Социологический ежегодник 2010 - страница 60
Диалектике перехода «морфологии» в «аксиологию» посвящено немало работ западных и российских исследователей. Более того, во все периоды перехода от одной фазы модернити к другой западная социология уделяла и продолжает уделять особое внимание новым социальным движениям (10; 14; 16), потому что они были движущей силой этих переходов, которая противопоставила меркантилизму нематериальные ценности. Нельзя сказать, что западные социологи в этом преуспели, – рынок продолжает разрушать любые формы человеческих сообществ, ориентированных на духовные ценности, взаимопомощь и поддержку. Но без гражданских инициатив и общественных движений перемены невозможны вообще.
Если мы стремимся построить «общество, основанное на знаниях», то последнее не должно быть обществом, где знания будут таким же инструментом господства и эксплуатации, каким сегодня является финансовый капитал. «Сначала надо построить общество, в котором акты личного самовыражения будут цениться выше, чем изготовление вещей или манипуляция людьми» (3, с. 116). Российская социология все более подчиняется государственно-корпоративной машине нашего общества, выполняя в лучшем случае информационную, но все чаще – охранительную функцию, тогда как западная нацелена главным образом на анализ и критику. Другое различие: мы в основном ориентированы на изучение и применение концепций модернизации, годных для развитых стран, тогда как в центре интереса большинства западных социологов и политологов сегодня находятся процессы модернизации и демодернизации стран «третьего» и «четвертого» миров. Как говорил Иллич, «модернизированная бедность – это сочетание бессилия перед обстоятельствами с утратой личностного потенциала» (3, с. 27).
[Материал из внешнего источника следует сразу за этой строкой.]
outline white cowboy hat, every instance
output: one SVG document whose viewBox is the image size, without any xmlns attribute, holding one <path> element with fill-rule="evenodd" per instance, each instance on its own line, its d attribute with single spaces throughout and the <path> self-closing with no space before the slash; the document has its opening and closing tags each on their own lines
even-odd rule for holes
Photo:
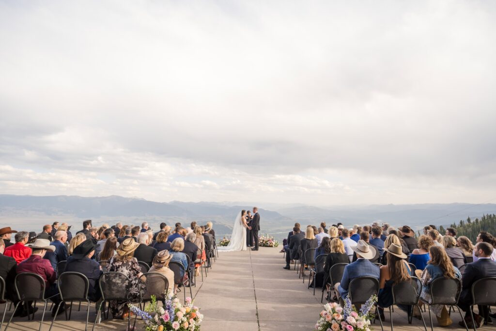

Наконец, еще одно важное различие. Одно дело – бесконечные «срезы» и «коллективные фотографии», называемые у нас опросами общественного мнения. И совсем другое – каждодневная, длительная и упорная работа социолога с лидерами и активистами любого социального движения, прежде всего – с целью понять их, вникнуть в строй их мыслей, а затем помочь им грамотно выразить свои требования, овладеть навыками общественной жизни, стать публичными фигурами, научиться просчитывать возможности и ресурсы – свои и противостоящих сил. В конечном счете логика «заказа» (государству или бизнесу нужно то-то и то-то выяснить для своих, меркантильных или политических, целей) противостоит логике «понимания» (кто мы, чего мы хотим и чего реально можно добиться). В первом случае это «представительская социология», потому что право думать за народ берут на себя социологи. Во втором – «социология совместного анализа и действия», потому что вопросы ставятся, структурируются и разрешаются социологами совместно с населением и / или представляющими его территориальными группами или виртуальными сообществами. Огрубляя, можно сказать, что в первом случае это «государственническая социология», во втором – социология гражданского общества.
Идея социологии как «зеркала общества» ущербна, потому что люди в массовых опросах обезличены, сведены в искусственные группы (в которых они никогда реально не участвуют как акторы), а связь между этим знанием-зеркалом и действием многократно опосредована − институционально и политически. Известно, что данные массовых опросов не только интерпретируются разными учеными по-разному, но и проходят массу политических фильтров «наверху».